I grinned at her. The time was about fifteen-thirty, three-thirty in the afternoon. She was right—it was still early for the bar crowd.
“Do you have happy hour?” Ernie asked.
“No happy hour,” she said without looking up.
“I didn’t think so,” he told her.
A hallway led toward the latrines out back. While Ernie waited with Miss Congeniality, I checked out both the men’s bathroom and women’s, just to be thorough. Both empty. I pushed through another door that led to a storeroom, then an alley out back. No sign of life. Although this place was designated as a Veterans of Foreign Wars official chapter, there wasn’t much to it. Just a bar. No meeting hall, no games of chance.
When I returned, I shook my head in the negative to Ernie. To the left of the bar, a stairway led up toward the second floor.
“What’s up there?” Ernie asked the barmaid.
“Not your business,” she said.
We both walked toward the stairs. Finally, she looked up from her magazine and said, “What you do?”
“We’re gonna leave a note in Jerrod’s office.”
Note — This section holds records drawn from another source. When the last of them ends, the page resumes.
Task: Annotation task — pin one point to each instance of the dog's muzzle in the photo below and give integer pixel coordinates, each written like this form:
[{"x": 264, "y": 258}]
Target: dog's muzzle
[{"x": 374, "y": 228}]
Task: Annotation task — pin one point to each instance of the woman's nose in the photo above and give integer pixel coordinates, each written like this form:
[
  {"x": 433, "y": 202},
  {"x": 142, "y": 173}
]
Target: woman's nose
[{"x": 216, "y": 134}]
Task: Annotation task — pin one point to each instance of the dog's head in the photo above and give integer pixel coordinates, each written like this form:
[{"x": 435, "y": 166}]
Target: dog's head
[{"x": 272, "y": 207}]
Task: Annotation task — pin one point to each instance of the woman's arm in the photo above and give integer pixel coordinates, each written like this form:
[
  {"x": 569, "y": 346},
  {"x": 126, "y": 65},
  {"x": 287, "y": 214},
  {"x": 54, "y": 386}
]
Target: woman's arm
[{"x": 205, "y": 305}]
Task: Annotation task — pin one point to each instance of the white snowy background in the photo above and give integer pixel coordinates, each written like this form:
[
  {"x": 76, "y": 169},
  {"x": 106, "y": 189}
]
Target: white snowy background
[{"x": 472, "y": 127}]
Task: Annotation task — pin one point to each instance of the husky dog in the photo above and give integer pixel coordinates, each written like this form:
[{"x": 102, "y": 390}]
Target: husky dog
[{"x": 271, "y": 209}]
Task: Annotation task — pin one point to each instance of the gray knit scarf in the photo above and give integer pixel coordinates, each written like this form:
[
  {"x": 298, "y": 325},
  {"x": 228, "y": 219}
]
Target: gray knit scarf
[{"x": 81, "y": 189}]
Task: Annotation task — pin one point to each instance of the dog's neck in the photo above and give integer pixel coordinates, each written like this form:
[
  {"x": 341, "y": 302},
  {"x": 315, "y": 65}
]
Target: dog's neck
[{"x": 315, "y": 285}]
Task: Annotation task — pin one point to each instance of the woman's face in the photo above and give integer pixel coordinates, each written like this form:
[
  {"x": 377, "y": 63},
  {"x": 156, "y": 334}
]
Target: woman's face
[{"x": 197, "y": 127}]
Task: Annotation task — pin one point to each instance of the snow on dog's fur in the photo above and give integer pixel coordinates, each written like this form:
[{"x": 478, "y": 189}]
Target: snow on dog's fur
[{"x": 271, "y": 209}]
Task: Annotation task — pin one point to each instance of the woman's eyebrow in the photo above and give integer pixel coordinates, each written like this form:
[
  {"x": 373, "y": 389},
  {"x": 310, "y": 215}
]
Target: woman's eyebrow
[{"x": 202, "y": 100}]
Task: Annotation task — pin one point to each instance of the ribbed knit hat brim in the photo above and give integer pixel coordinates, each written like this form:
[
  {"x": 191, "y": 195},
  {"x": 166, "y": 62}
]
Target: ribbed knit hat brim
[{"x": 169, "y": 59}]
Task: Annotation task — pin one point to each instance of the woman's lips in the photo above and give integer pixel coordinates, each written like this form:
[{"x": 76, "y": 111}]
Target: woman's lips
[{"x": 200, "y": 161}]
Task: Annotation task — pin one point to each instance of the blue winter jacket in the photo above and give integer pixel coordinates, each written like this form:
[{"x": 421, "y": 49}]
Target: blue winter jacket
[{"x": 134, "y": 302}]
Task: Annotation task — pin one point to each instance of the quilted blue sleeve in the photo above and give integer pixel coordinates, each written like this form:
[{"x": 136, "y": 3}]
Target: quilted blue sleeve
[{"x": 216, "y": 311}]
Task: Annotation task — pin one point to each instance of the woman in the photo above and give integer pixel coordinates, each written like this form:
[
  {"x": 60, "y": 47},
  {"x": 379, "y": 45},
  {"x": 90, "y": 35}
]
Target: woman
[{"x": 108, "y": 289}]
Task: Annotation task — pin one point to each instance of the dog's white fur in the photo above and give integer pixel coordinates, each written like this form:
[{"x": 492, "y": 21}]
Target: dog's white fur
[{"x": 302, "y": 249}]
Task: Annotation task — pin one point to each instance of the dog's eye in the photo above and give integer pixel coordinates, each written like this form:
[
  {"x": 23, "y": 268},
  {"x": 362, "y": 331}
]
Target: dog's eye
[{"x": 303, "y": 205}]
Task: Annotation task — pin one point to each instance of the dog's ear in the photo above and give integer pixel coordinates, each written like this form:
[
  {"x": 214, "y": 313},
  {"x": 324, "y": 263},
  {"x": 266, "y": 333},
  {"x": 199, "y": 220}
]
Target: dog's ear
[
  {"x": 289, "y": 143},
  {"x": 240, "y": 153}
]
“No can do. No can go up there.”
Our assumption was right. If the VFW was in this building, Jerrod’s office would be, too. We ignored her and climbed the stairs. On the second floor, a short hallway led to a window. I peered outside. Nothing below but an empty alleyway. The doorway on the right was stenciled in black letters: president, uijongbu branch, veterans of foreign wars. The doorway on the left had another sign: private.